Andrew Dagher, a senior at Oxbridge Academy, shows the official patent certificate for his device, a metabolic charging apparatus. Photo provided by Dr. Sami Dagher
By Janis Fontaine
What if your Apple watch could charge itself by capturing your body heat? Some Ph.D. in Silicon Valley probably invented that, right?
Wrong. Andrew Dagher of Ocean Ridge, a senior at Oxbridge Academy in West Palm Beach, already holds the patent on the invention.
The “metabolic charging device” produces an electric current because of the thermoelectric Seebeck effect: “A temperature difference between two dissimilar electrical conductors or semiconductors produces a voltage difference between the two substances.”
In the watch example, the difference in temperature from your body on one side and the cooler temperature on other side (outside vs. inside the watch) produces a current. The greater the difference in temperature, the greater the current produced.
Through a series of contracts with the Florida Institute of Technology, a prototype was produced.
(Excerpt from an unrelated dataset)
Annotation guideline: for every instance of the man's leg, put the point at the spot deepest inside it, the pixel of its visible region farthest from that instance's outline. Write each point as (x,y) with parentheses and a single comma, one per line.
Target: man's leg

Patent law experts did a deep dive on relevant research. Andrew set up a limited liability company to own the patents.
These were complicated business dealings for a person who turns 18 on March 11, but Andrew was up for the challenge.
“I’m extremely curious,” Andrew said. He started reading his father’s medical books when he was just a kid, but admits he gets lightheaded at the sight of blood so becoming a doctor like his father just wasn’t going to work.
“Medicine is my favorite thing,” he said, but he plans to major in finance and mechanical engineering. In reality, “I’ll be acquiring all the tools I need to build a business.”
There’s no shortage of projects percolating in that fertile mind: “I have 30 ideas on my phone at various stages.”
He says he does some of his best thinking when he’s driving with Kodak Black, Kendrick Lamar or The Weeknd playing on the stereo.
But don’t mistake his intellect for introversion. In conversation, Andrew is leaning in, making eye contact and not checking his phone. People around Andrew feel heard and seen, a gift of a real leader. “I have tons of friends and I’m very social,” he says.
Right now, tennis is Andrew’s extracurricular focus, and he’s captain of the Oxbridge tennis team. He also enjoys a round of golf and likes to work out. He wants to set a good example for his teammates, so he eats right, shuns caffeine and tries to get enough sleep, an issue for a lot of teens.
Andrew’s family is close. His parents, Dr. Sami and Joumana Dagher, came to the United States from Lebanon and his father’s two brothers also live and work nearby, so Andrew has a robust family to enrich his life.
From them, he has developed a set of guiding principles such as “Always do what’s right” and “Follow your gut.”
When he’s presented with a baffling problem or an issue he can’t resolve on his own, Andrew seeks out his father first.
“My dad helps a lot of people,” he said. “He taught me to weigh the ramifications of my actions.”
His second call is to his priest, the Rev. Gabriel Ghanoum at St. Nicholas Melkite Greek Catholic Church in Delray Beach. “He’s the most giving man on the planet and one of my personal heroes,” Andrew said.
Next fall, Andrew will head off to college, he hopes at Boston College. Andrew says his strong Catholic faith fit best with the Jesuit university, which tops his list of 12 schools. “It has a familiar set of rules,” he said.
It’s hard to predict where the young innovator will be in five years. There’s no course or detailed map to follow. Andrew is keeping his mind and his options open: “I’m on my own path.”
“My quote from eighth grade still applies,” Andrew says.
That is: “I am ready to face any challenges that might be foolish enough to face me.” — Dwight Schrute, The Office.